The ball is in your court, Mr. President

11

IO – The evidence of dirty games being played to steal away the 2019 presidential election is overwhelming:  millions of fictitious names on the voter registration roll; the use of state funds to sway voter sentiment; numerous videos taken at polling stations showing pre-marked ballot paper in favor of the incumbent; and most damning, documented evidence in possession of the National Committee to Elect Prabowo-Sandi that reveals the National Election Commission, or KPU, vote count has been subject to massive fraud.

 Instead of taking these allegations seriously, the Jokowi administration has doubled down on its insistence the elections were clean and fair.  It has allowed the KPU to continue displaying its so-called ‘real count’ to the public even though there is sufficient evidence it is far from real.  Angry voters who have had good cause to believe the elections were stolen are being painted by the authorities as sore losers and troublemakers.

Even worse and more worrisome is the authoritarian measures being taken against public figures leading demonstrations against the electoral authorities.  One example is retired general Kivlan Zen, who is being charged with spreading hoaxes and commiting acts of treason.   AM Hendropriyono, a former spy chief and known to be a close advisor to Jokowi, told the press the government is simply ‘following the law’.  Then there is retired general Wiranto, the coordinating minister for politics and legal affairs.  Also known to be a member of the president’s inner circle, Wiranto has told the press he is assembling a legal team to study ways in which the government could effectively censor and shut down social media for spreading for what they deem to be hoaxes and fake news.

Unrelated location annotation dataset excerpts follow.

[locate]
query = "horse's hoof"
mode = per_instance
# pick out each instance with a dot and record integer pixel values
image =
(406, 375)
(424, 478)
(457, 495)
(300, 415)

The fact such New Order tactics are being used to intimidate those who dare speak the truth and criminalize prominent critics is hardly surprising.  Democratic backsliding has been a major feature of Jokowi’s presidency ever since he has come to power, mostly at the direction of Suharto holdovers such as Hendropriyono, Luhut Panjaitan and Wiranto.  Only now they have showed their hand clearly in cracking down on supporters of the opposition who are demanding the government temporarily shut down the KPU’s real count until a credible forensic IT audit can be conducted to settle the entire matter.  

 Until now, the government has remained adamant the case should be sent to the courts.  It has not entertained either demand of postponing the real count or a forensic audit.  By doing so they have only heightened suspicions amongst the public:  if, in fact, the elections were clean as the government claims, then why should they reject an audit?  And by saying the opposition should simply take their case to court and get off the streets, this only raises the thorny question of whether or not the courts can be trusted.  After all, if there were a conspiracy to commit fraud, then relying upon the courts would be tantamount to telling a victim of theft they should go complain to the thief.

What happens next and how this sordid affair is finally settled is still unclear.  Yet there are a few certainties.  One is that, short of a forensic audit, the BPN will reject the KPU’s real count.   Another certainty is that if the government continues to dig in and criminalize those who are claiming fraud then there will a mounting number of protestors on the streets.  This only raises the risk of conflagration and an even deeper polarization between the masses and the government.

 As president, it now behooves Jokowi to take the necessary steps to de-escalate tensions.  First and foremost, he should tell his men that they should stop bending the law and cease dubious legal cases against the opposition.  He should instruct the KPU to cease its real count and then invite Prabowo to the palace to discuss how they can jointly appoint a team of experts to conduct a forensic audit of the KPU database.  By doing so, he would not only show Indonesians he has honest intentions, he would have taken the only measure available to avoid potential chaos.

 If Jokowi stands ground and insists the KPU’s real count will validate his victory, then he is the person who must take the responsibility for whatever happens next.  He must be mindful it is neither unconstitutional nor an act of treason to assemble and protest when one has good reason to believe their democracy has been stolen.    It is the president’s job to ensure the people trust him and his cohorts in power.  If he has lost that trust, he only has himself to blame.  And if the country suffers a setback as a result, it will be his legacy alone.